I know TPG is postoffice.tpg.com.au, try googling for "[isp name] webmail client", the login credentials will be the same that is used in the software mail client (outlook, thunderbird, etc) installed on the PC.

----------


## Master Splinter

...actually, if anyone knows how to configure Win 7 to share updates with other computers on the network, I'd love to know.  I keep meaning to read all the deployment documents and radius servers and (acronyms I have forgotten) and stuff...but it rapidly gets too much for me!

----------


## Chevre

Family is a Mac family....the update problem exists there too.
And they tend to be bigger updates too. 
Checking out the webmail options as we speak.

----------


## chromis

> ...actually, if anyone knows how to configure Win 7 to share updates with other computers on the network, I'd love to know.  I keep meaning to read all the deployment documents and radius servers and (acronyms I have forgotten) and stuff...but it rapidly gets too much for me!

  
Thinking along the lines of WSUS which I use at work, I found this WSUS Windows Offline Update, Updated 
I haven't tried it but it might be suitable.

----------


## Master Splinter

Ta.  I'll have a look at it!

----------


## Oldneweng

I have the same situation.

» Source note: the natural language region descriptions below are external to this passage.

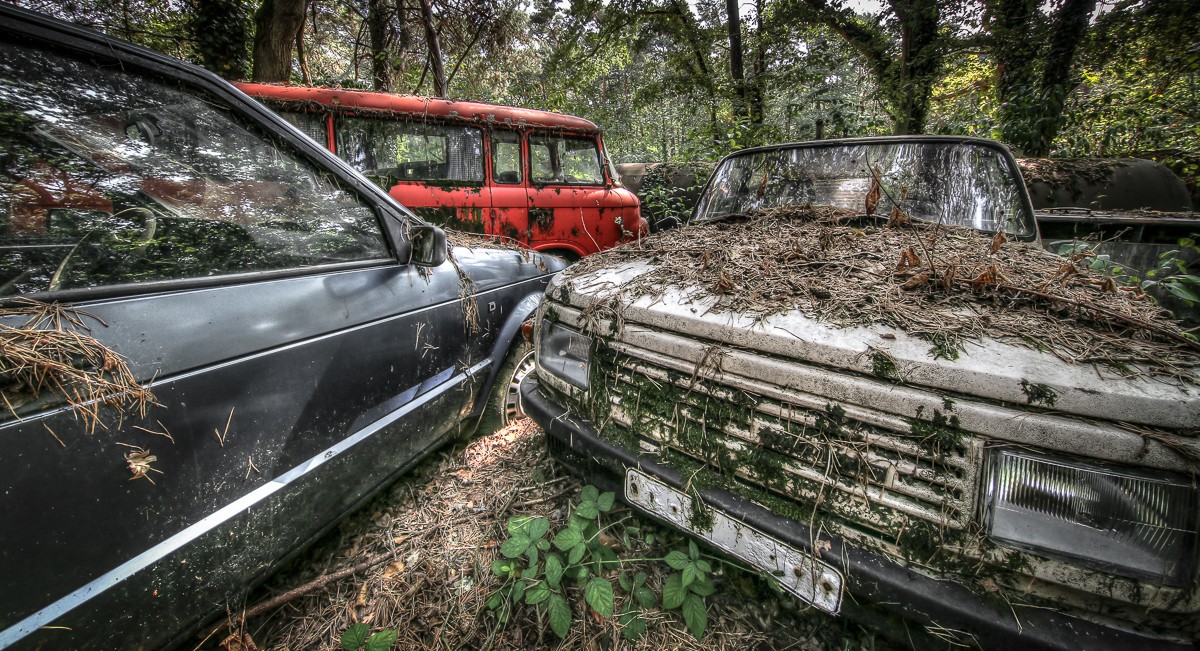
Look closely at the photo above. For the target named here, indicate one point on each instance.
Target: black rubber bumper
(870, 578)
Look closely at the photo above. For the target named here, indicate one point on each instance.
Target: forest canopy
(693, 79)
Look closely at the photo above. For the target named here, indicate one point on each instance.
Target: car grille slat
(873, 460)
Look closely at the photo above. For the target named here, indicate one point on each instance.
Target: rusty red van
(540, 178)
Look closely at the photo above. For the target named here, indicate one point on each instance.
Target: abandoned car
(858, 372)
(539, 178)
(216, 339)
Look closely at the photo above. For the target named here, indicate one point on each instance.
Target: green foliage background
(655, 73)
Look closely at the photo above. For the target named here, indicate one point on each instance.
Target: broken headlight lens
(564, 353)
(1127, 523)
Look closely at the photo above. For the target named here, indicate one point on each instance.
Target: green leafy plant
(544, 571)
(359, 638)
(1169, 276)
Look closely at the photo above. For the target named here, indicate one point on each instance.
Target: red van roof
(415, 105)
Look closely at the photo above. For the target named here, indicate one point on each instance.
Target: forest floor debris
(418, 561)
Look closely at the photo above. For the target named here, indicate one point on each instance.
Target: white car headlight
(1128, 523)
(564, 353)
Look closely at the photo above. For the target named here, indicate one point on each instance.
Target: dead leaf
(393, 569)
(822, 545)
(909, 258)
(239, 641)
(724, 284)
(997, 240)
(948, 278)
(873, 197)
(916, 281)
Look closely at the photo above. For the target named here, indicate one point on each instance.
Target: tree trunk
(757, 88)
(913, 76)
(378, 28)
(277, 23)
(1031, 107)
(1015, 51)
(303, 58)
(435, 47)
(1071, 25)
(737, 70)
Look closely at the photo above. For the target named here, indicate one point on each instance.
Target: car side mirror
(427, 245)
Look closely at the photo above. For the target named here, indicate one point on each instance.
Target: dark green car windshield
(961, 183)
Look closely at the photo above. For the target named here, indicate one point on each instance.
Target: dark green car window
(119, 179)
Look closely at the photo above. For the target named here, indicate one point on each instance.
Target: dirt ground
(418, 560)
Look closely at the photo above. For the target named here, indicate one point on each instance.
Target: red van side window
(411, 150)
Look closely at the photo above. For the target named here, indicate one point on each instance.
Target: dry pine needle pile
(947, 285)
(51, 354)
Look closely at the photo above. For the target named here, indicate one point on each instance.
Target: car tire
(504, 404)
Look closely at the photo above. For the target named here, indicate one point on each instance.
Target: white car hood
(988, 369)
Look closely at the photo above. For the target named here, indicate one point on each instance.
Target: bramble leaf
(559, 615)
(355, 637)
(695, 615)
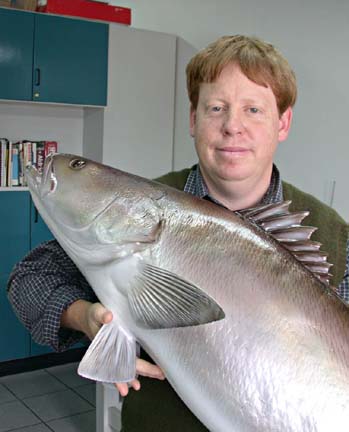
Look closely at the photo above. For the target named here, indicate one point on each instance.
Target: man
(242, 92)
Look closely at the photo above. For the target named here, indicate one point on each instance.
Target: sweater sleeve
(41, 287)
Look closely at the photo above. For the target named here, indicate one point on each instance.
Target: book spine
(40, 155)
(15, 165)
(50, 147)
(9, 164)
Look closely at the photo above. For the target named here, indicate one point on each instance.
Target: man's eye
(254, 110)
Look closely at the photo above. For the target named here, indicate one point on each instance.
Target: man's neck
(238, 195)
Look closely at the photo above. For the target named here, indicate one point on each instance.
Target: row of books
(15, 156)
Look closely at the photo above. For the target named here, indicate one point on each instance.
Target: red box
(88, 9)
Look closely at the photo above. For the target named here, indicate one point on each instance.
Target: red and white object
(87, 9)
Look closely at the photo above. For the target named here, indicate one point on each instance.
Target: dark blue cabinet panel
(16, 54)
(70, 61)
(52, 59)
(14, 244)
(14, 228)
(14, 338)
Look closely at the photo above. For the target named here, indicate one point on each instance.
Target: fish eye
(77, 163)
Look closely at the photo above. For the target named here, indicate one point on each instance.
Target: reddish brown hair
(260, 61)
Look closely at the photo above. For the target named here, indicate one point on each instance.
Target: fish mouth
(45, 182)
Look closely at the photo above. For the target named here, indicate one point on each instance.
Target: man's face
(237, 128)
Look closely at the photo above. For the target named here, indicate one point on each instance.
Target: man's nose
(233, 123)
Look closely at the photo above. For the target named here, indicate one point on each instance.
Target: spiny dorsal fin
(286, 228)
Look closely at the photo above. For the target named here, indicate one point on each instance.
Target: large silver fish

We have three computers. You will be downloading emails 3 times. Like everyone says if it was different you would know about it. I download email to my notebook, but it is set to not delete from server. When I download onto my PC it deletes them from the server. My wife hardly ever uses email so her notebook is not a prob. 
Not perfect but what do you do. I would like to have network storage but portable so no NAS Network Attached Storage). I have a 1 G portable HDD I am waiting for the money to attach to router with a network USB server but according to my research the only one that works properly is a Belkin unit. I don't know if it can then be used as a windows storage device ie set all document to a single set of directories on this HDD rather than spread among all computers. Probably not, else what is the need for a NAS. Ok speed! 
Unless you are getting large attachments in your emails the total download volumn would not be much anyway. Would be a problem finding a reply tho if you cannot remember which computer. Central storage is a great concept. Cloud computing is a possibility for that issue but not yours. Unfortunately the people who develop these systems have massive storage, download and often financial backup and rarely consider the users at the bottom of the heap. I myself have a 1G peak and 4G offpeak up/download limit before I start paying extra. This costs $40 month on satellite which is all that is available to me. 
Dean

----------